The neural network classification proceeds in a two-stage manner, first splitting signals into T/Not-T classifications then subsequently splitting the Not-T class into H and N classes. The parameters used in these two stages are independent and determined by the physical differences between the sources of the different signals. Hydro features to be used in the neural networks are selected on the basis of user-supplied thresholds for Mahalanobis distance and inter-variable covariance. The number of hidden-layer neurons is selected on the basis of a simple principal component analysis of the selected parameters. Since there is no a priori method for selecting Mahalanobis distance and inter-variable covariance thresholds, a grid search is performed to identify optimum values. Optimisation in this context is based on maximising a measure of performance (MOP) equal to the difference between probability of correct classification and probability of false classification. Candidate networks are built using a training dataset of signals but their MOP is calculated using an independent testing dataset.
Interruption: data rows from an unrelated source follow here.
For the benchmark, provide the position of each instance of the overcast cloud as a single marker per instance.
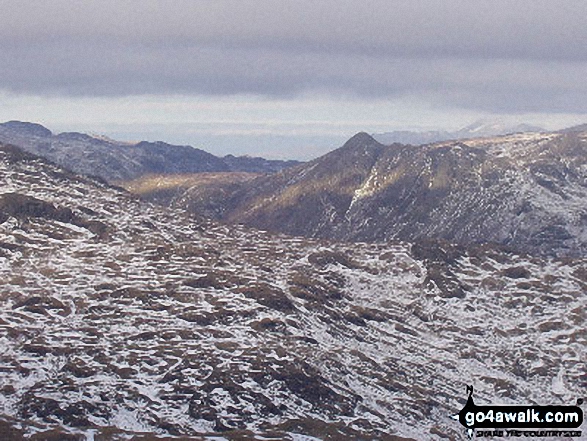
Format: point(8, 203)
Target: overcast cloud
point(342, 65)
point(495, 55)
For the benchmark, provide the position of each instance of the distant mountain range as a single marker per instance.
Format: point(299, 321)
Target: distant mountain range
point(118, 161)
point(479, 129)
point(525, 191)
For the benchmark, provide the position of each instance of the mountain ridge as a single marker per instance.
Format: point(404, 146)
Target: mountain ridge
point(117, 161)
point(166, 325)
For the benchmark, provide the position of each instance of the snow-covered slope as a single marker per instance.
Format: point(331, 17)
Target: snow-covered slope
point(527, 191)
point(120, 317)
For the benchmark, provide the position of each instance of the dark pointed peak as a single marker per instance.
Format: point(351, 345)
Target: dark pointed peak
point(360, 139)
point(360, 144)
point(27, 128)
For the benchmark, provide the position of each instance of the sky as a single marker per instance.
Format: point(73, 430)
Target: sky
point(289, 78)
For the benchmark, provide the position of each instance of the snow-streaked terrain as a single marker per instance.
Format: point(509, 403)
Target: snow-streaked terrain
point(120, 317)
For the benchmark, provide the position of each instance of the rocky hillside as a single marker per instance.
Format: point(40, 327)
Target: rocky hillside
point(479, 129)
point(526, 191)
point(117, 162)
point(120, 318)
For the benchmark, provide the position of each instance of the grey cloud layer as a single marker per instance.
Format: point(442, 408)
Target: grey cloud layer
point(527, 55)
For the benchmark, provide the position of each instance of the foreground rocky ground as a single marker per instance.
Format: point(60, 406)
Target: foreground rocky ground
point(123, 320)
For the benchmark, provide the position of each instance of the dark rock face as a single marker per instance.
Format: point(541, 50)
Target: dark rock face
point(22, 206)
point(171, 325)
point(526, 191)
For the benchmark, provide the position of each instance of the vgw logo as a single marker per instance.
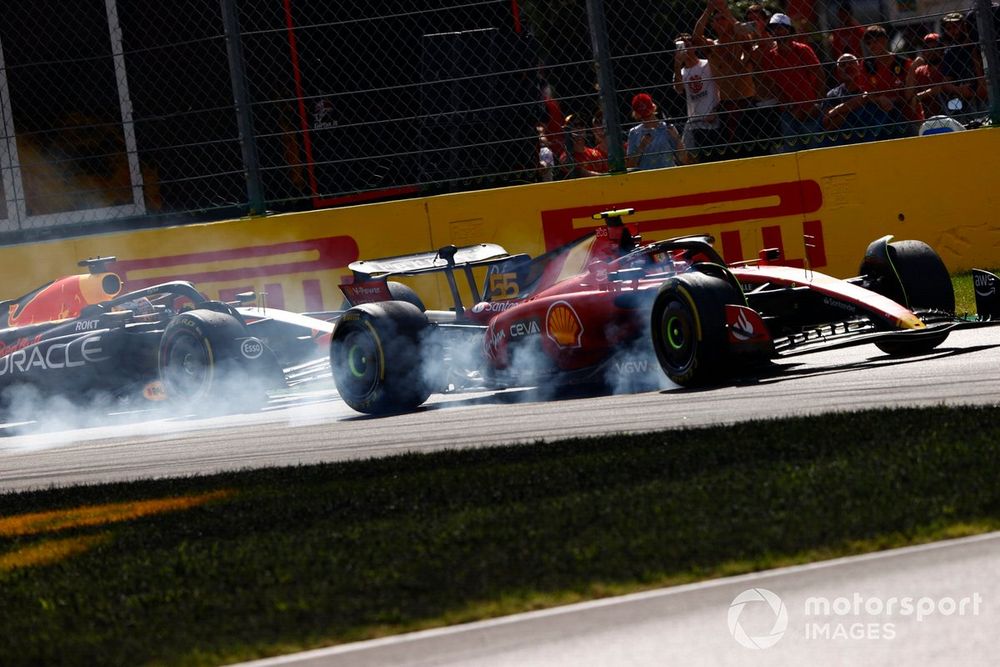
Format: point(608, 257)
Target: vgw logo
point(751, 596)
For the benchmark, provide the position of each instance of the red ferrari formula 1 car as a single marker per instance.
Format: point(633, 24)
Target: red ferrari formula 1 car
point(608, 306)
point(84, 337)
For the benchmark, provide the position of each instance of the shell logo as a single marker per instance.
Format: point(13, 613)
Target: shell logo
point(563, 325)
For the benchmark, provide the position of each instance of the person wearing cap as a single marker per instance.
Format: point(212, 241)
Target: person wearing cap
point(933, 88)
point(652, 143)
point(795, 76)
point(850, 114)
point(693, 79)
point(732, 65)
point(962, 63)
point(887, 73)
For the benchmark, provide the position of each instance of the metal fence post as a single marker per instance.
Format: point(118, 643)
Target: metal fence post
point(241, 98)
point(988, 43)
point(606, 79)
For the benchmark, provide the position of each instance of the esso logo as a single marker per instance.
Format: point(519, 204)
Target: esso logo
point(251, 348)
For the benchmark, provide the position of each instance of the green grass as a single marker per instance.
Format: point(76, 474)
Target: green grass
point(256, 563)
point(965, 298)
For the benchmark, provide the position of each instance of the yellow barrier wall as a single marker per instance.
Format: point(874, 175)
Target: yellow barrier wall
point(823, 206)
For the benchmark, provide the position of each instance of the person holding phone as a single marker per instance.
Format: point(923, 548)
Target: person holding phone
point(653, 143)
point(693, 79)
point(730, 60)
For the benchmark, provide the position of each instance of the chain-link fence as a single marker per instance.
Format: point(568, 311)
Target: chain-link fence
point(130, 113)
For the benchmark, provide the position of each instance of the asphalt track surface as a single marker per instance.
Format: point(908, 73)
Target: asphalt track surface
point(317, 427)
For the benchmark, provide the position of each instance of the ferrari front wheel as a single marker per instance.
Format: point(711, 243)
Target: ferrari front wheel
point(688, 326)
point(377, 355)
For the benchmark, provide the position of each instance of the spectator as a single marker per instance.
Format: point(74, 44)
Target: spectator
point(546, 156)
point(849, 111)
point(796, 78)
point(581, 159)
point(693, 79)
point(758, 16)
point(849, 36)
point(600, 137)
point(886, 73)
point(731, 63)
point(652, 143)
point(766, 114)
point(932, 88)
point(962, 64)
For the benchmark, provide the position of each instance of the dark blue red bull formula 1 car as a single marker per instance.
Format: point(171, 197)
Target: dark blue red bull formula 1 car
point(83, 337)
point(609, 305)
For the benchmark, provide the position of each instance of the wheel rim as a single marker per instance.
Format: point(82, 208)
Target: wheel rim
point(357, 364)
point(677, 331)
point(189, 367)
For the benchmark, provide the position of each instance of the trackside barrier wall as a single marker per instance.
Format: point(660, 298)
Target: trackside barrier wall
point(821, 207)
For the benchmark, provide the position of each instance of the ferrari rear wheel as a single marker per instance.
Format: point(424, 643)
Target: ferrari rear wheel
point(688, 325)
point(925, 284)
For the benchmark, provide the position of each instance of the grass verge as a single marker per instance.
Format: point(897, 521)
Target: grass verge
point(965, 298)
point(221, 568)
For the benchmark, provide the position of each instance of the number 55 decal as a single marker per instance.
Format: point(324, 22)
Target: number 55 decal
point(504, 286)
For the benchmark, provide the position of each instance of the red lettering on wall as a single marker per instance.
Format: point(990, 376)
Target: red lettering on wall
point(812, 231)
point(794, 198)
point(732, 247)
point(332, 253)
point(313, 294)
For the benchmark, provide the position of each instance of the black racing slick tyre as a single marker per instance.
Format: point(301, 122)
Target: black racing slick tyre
point(688, 326)
point(378, 357)
point(921, 282)
point(923, 277)
point(204, 363)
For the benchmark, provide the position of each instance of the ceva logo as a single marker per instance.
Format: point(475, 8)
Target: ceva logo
point(751, 596)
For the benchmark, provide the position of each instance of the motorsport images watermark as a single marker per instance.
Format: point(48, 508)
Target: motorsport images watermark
point(858, 617)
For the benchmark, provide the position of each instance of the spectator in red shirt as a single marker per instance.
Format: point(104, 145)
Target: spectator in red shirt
point(579, 158)
point(796, 78)
point(932, 88)
point(887, 72)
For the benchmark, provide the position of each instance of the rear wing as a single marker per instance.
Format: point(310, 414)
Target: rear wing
point(429, 262)
point(368, 282)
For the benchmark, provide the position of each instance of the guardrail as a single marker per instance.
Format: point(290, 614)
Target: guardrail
point(121, 115)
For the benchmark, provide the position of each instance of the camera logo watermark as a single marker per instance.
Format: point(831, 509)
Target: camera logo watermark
point(756, 595)
point(858, 617)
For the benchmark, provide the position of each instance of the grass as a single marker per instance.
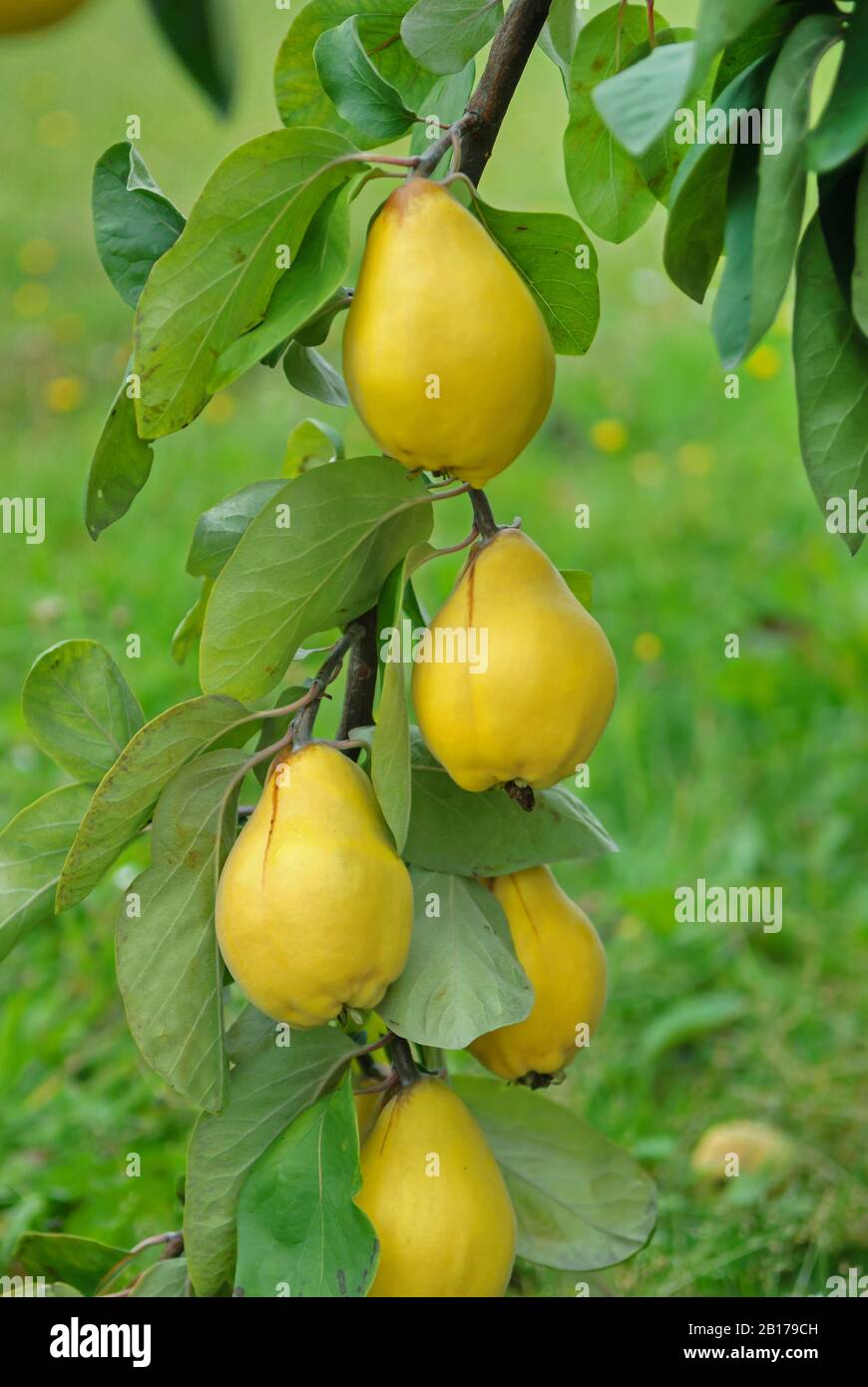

When optimum threshold settings have been identified in this way, the resulting network is further analysed so that the reasons behind its predictions can better be understood. This effort is made in an attempt to mitigate one of the supposed disadvantages of neural networks, i.e. that they provide “black box” solutions where classifications arrive with no supporting information as to the factors that influenced the classification process. Network analysis is carried out by investigating how network output varies when random, uncorrelated variables are input. Correlation between inputs, network output and hidden-layer neuron outputs reveal the connectivity of the network and highlight which variables strongly control signal classification and which provide only marginal benefit. It is shown that, by investigating the relative importance of the variables input to the “optimum” network, it is possible to produce reduced networks which replicate their performance with a smaller number of inputs and a greater degree of transparency. This transparency is expressed in terms of a series of simple rules which describe the essence of the network performance.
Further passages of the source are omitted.